Everybody works to make a living, yet, it is not uncommon to look at the salaries of men and women and find a gap between their incomes that is hard to overlook, a phenomenon that has been occurring almost everywhere across the world.
According to an infographic chart recently published by the Organisation for Economic Cooperation and Development (OECD), South Korea has the widest gap between the pay of men and women as the struggle continues with clear economic inequality between the two sexes. In 2016, a male worker in South Korea would out-earn his female counterpart by 36.7%, Forbes reported. Japan came second with a close 25.7% gap between the pay of men and women.
In Europe, according to new data released during the first week of March by Eurostat, the statistics agency of the European Union, women on average earned 16% less than men in 2016.
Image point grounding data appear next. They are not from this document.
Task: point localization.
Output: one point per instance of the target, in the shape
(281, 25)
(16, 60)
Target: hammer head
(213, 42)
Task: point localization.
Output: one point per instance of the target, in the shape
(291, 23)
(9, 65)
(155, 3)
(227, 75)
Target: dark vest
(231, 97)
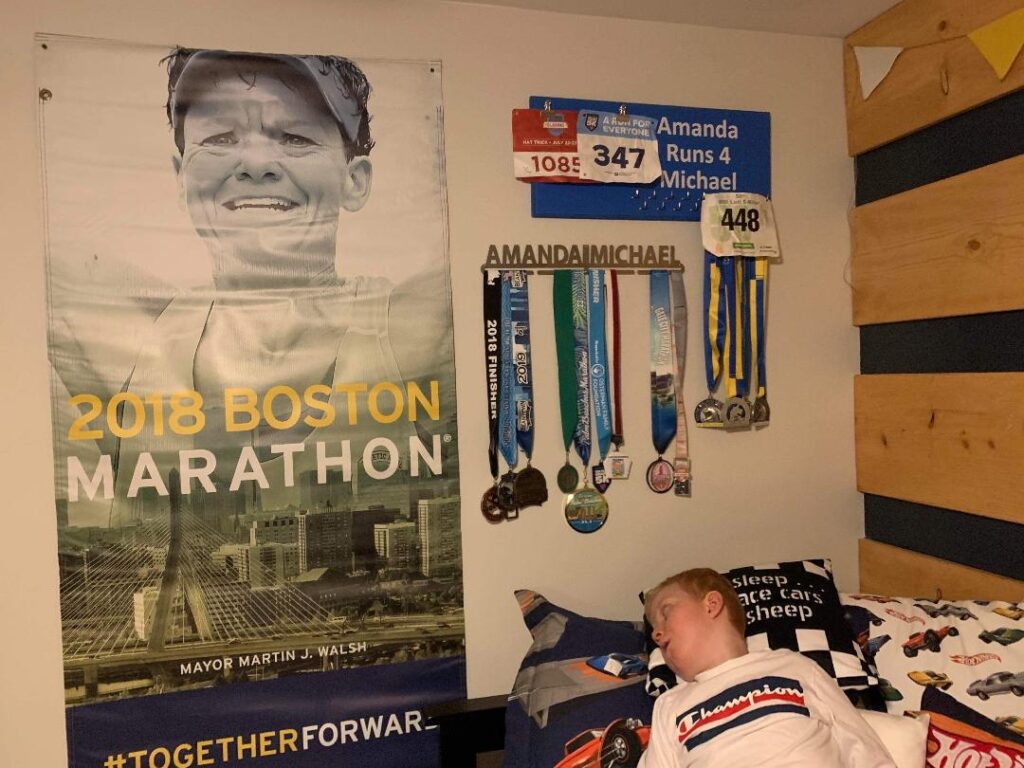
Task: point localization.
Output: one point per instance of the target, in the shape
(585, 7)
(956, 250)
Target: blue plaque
(701, 151)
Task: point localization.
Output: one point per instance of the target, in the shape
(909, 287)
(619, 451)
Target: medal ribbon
(562, 299)
(599, 360)
(492, 355)
(581, 348)
(616, 372)
(522, 392)
(682, 458)
(734, 363)
(758, 288)
(506, 415)
(663, 390)
(715, 326)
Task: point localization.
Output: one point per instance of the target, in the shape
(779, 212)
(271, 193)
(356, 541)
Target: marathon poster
(252, 379)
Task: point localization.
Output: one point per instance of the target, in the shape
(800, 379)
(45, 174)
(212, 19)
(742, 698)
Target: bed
(472, 732)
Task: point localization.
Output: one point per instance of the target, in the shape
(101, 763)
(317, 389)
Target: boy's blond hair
(698, 582)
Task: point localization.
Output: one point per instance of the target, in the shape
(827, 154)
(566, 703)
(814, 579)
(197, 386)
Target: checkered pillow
(795, 605)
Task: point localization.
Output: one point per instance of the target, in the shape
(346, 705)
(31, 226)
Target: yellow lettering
(203, 753)
(293, 398)
(350, 390)
(77, 431)
(247, 406)
(381, 418)
(265, 748)
(183, 762)
(323, 406)
(416, 396)
(288, 738)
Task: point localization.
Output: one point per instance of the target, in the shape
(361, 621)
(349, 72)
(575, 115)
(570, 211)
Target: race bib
(617, 147)
(738, 224)
(544, 145)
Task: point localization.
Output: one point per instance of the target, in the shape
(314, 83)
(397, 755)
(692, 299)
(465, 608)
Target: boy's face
(681, 623)
(262, 156)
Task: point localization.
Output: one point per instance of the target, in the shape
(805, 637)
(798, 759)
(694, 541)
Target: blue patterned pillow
(579, 691)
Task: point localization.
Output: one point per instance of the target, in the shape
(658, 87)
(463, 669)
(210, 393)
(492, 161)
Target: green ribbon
(564, 350)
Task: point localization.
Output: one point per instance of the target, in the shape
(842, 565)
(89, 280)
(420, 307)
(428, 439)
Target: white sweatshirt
(772, 709)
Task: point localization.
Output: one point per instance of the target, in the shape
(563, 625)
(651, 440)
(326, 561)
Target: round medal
(568, 478)
(586, 510)
(506, 493)
(761, 413)
(619, 466)
(660, 476)
(709, 411)
(530, 487)
(737, 412)
(488, 505)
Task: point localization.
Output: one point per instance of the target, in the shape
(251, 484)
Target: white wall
(786, 492)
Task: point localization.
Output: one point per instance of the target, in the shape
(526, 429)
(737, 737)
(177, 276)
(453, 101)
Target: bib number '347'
(616, 147)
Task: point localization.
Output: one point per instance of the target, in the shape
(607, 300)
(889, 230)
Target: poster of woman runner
(252, 371)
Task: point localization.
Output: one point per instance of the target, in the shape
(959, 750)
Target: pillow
(904, 737)
(579, 691)
(972, 650)
(960, 736)
(796, 605)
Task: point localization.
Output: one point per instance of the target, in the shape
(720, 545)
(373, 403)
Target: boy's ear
(356, 182)
(176, 164)
(714, 603)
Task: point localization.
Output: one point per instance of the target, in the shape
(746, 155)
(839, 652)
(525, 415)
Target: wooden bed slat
(950, 248)
(945, 76)
(953, 440)
(891, 570)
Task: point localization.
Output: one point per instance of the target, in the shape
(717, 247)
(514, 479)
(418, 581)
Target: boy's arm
(858, 743)
(659, 753)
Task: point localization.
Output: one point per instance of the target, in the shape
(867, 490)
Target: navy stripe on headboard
(990, 342)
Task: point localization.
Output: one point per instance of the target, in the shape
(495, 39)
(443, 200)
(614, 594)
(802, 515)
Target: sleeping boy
(769, 709)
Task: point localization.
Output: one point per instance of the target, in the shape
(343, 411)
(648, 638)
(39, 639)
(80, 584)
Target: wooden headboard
(892, 570)
(938, 293)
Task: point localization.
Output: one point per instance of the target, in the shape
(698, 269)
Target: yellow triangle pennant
(1000, 41)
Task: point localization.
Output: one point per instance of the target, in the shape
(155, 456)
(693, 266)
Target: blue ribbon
(522, 393)
(599, 360)
(581, 347)
(506, 412)
(714, 321)
(663, 363)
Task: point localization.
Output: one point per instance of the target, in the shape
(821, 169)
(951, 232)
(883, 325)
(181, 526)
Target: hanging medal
(599, 375)
(736, 413)
(758, 288)
(741, 225)
(660, 474)
(681, 462)
(530, 489)
(616, 463)
(586, 509)
(709, 411)
(507, 439)
(492, 355)
(567, 478)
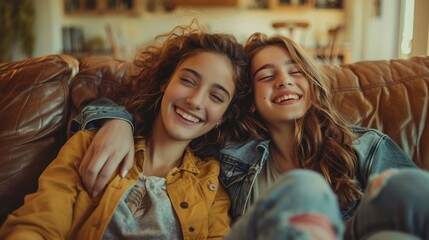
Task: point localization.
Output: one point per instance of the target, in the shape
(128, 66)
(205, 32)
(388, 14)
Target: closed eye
(188, 82)
(217, 97)
(296, 73)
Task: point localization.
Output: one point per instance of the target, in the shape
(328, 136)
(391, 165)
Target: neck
(162, 153)
(282, 146)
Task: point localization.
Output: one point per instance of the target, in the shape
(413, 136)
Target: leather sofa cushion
(34, 108)
(392, 96)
“The Czech Republic, Estonia, and Germany reported the widest gaps although all three countries have seen them narrow in the last five years. With a widening pay gap of 21%, the UK ranks fourth, well above the European average,” The Financial Times reported.
The smallest gender gap was found in Romania and Italy, but according the OECD, these smaller gaps, especially in smaller economies, are often the result of what is known as the “selection effects”, as “only the more highly-qualified females tend to remain in the labour force.”
The gender pay gap has noticeably increased between 2011 and 2016 in countries such as Portugal and Slovenia. On the other hand, the most noticeable decreases were recorded in Romania, Hungary, Spain, Austria, Belgium, and the Netherlands. Overall, the gender pay gap has decreased by 0.6% in the EU since 2011.
In the United Kingdom (UK), women work for free more than two months a year as a result of the country’s gender pay gap, according to the Trade Union Congress (TUC), in a report published coinciding with International Women’s Day on 8 March. Based on the report, the TUC called upon the UK government to require employers to conduct audits and action plans to close the gap in their workplaces, The Guardian reported.
The Office for National Statistics (ONS) said that with all workers included, whether full-time or part-time, the gender pay gap is found to be 18.4%. “This means that women effectively work for free for the first 67 days of the year,” TUC said.
However, it is worth noting that in April 2017, the gender pay gap for full-time employees decreased to 9.1% from 9.4% in 2016, which is the lowest since the survey of the ONS started in 1997, as the gender pay gap was 17.4% before that. However, the gender pay gap still changed relatively little over the past few years, according to the ONS.
The 2017 Global Gender Gap report, published by the World Economic Forum, included 144 countries and attempted to show the magnitude of gender-based disparities, including those in incomes. The report’s findings said that the average progress generally made on closing the global gender gap stands at 68%. “This means that an average gap of 32% remains to be closed worldwide across the four Index dimensions in order to achieve universal gender parity, compared to an average gap of 31.7% last year,” according to the report.
“In 2017, out of the 46 countries in the high-income group covered by the Global Gender Gap Index, five have closed more than 80% of their overall gender gap, 26 have closed 70-80% of their gender gap, 14 have closed 70% -60%, and one country is yet to cross the 60% threshold. Among the 40 countries in the upper-middle income group, 21 have closed 70-80% of their gender gap, 17 have closed 60-70%, with two countries having closed less than 60%. In the lower-middle income group, out of 40 countries, one has closed more than 80% of its gender gap, nine have closed 70-80%, 26 have closed between 60% and 70%, and four countries have not yet reached 60%,” the report said.
In February 2018, Iceland announced that it is illegal to pay women less than men. However positive that sounds, this is the case in many countries where it is illegal to pay women less than men. “What makes the Iceland plan different is that the onus will no longer be on an employee to prove they are underpaid—which can involve years of court battle. It’s up to their boss to prove they are paying workers fairly as Iceland made it a criminal offence for employers not to take action on unequal pay. They’ve effectively made it like a health and safety violation,” the BBC reported, adding there will be a penalty for inaction which will trigger job evaluation schemes.
With hope on the horizon, there may be a chance for income equality soon and narrowing gender pay gaps over the few upcoming years as initiatives are taken by women across the world to demand equality in all life aspects.